Robert PearlmanNASA SP-4209, "The Partnership: A History of the Apollo-Soyuz Test Project" describes the then-new lightning mast installed atop the LUT:
One of their major concerns was the possibility of thunderstorms and lightning strikes before and at the time of the launch. July was the worst time of the year for both at Cape Canaveral.

...a lightning strike had long been a worry, one that had been reinforced by the twin bolts that had struck Apollo 12. To combat the effects of such a strike, the KSC team had installed a larger lightning rod atop the launch tower.
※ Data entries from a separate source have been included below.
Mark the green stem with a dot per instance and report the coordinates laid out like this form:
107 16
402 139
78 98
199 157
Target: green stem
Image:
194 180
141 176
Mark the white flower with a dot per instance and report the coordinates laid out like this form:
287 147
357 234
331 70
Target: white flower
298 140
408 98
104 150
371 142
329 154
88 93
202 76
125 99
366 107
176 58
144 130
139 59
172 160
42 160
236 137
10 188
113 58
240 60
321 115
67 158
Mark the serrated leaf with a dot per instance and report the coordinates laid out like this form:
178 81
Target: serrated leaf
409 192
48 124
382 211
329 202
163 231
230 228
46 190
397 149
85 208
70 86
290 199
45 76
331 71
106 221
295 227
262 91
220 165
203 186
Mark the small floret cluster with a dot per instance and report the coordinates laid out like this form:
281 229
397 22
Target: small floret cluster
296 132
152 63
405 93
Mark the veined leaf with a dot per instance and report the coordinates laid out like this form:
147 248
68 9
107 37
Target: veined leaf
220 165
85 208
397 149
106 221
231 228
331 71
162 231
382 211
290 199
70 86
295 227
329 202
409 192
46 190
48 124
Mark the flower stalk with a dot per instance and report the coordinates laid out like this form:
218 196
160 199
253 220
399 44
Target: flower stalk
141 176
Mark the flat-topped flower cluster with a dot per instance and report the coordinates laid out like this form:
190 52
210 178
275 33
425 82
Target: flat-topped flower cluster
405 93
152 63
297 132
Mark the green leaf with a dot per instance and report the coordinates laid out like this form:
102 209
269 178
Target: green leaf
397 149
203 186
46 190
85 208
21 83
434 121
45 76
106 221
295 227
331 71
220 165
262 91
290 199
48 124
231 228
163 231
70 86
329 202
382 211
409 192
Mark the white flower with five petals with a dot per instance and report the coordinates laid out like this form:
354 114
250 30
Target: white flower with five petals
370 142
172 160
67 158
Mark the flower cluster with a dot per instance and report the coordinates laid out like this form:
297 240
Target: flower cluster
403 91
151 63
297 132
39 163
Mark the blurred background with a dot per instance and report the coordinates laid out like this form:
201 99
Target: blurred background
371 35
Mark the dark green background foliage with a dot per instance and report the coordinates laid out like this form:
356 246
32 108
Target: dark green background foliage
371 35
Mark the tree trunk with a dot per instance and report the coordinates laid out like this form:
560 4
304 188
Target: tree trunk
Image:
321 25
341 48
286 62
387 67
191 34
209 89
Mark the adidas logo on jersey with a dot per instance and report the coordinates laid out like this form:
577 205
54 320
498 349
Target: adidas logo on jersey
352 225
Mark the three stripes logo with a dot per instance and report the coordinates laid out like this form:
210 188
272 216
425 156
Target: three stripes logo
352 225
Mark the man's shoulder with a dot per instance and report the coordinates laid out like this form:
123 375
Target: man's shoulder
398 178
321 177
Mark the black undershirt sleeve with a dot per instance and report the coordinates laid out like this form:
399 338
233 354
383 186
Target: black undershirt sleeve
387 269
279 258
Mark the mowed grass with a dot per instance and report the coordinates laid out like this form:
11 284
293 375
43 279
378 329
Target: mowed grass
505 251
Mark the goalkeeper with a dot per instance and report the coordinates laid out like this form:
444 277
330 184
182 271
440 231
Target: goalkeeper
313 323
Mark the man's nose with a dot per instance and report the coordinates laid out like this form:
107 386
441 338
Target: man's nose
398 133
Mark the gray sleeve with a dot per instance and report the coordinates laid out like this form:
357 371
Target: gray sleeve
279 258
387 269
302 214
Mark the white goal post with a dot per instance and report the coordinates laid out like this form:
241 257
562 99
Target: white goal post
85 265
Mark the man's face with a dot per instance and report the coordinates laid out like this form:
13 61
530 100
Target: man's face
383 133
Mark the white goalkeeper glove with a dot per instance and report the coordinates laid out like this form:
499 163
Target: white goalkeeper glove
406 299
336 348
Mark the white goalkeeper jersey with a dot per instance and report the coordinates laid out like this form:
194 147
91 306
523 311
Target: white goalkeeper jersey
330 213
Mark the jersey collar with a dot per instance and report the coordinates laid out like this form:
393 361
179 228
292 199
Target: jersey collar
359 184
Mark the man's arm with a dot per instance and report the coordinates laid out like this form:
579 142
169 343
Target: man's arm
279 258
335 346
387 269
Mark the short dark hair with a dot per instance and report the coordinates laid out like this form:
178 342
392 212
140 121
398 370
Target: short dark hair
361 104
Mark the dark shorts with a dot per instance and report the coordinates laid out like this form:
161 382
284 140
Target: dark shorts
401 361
This 25.6-meter fiberglass mast was designed so that the ground wires would not come any closer than 15 meters to the mobile launcher structure, thus eliminating the arcing of electrical current from the wires to the structure of the spacecraft.

The lightning mast used atop the LUT for ASTP later was installed atop Pad 39B for the space shuttle program.
LM-12
quote:
Originally posted by LM-12:
The lightning mast affixed to the VAB can also be seen in photo KSC-76P-0124.
Other VAB photos indicate that the lightning mast was removed from that location (above the HB-1 doors) sometime between July 1976 and April 1977.
LM-12Prior to the ASTP rollout, there was a lightning mast test with the boilerplate spacecraft. The launch operations processing schedule included these steps:
  • SV ML PREPS FOR LIGHTNING MAST FIT CHECK
  • POS CT & ML MOVE PREPS
  • MOVE ML TO INSTALLATION POS
  • ML LIGHTNING MAST FIT CHECK
  • RETURN ML TO HB-1
  • BP-30 DESTACK
  • S/C ERECT
The spacecraft was stacked on March 19, 1975. Rollout was on March 24.
LM-12
quote:
Originally posted by heng44:
...so it now seems pretty certain that the Saturn was rolled out a day early to install and test the mast.
This ASTP photo seems to show that earlier rollout, based on the lighting. The building seen is the Launch Control Center.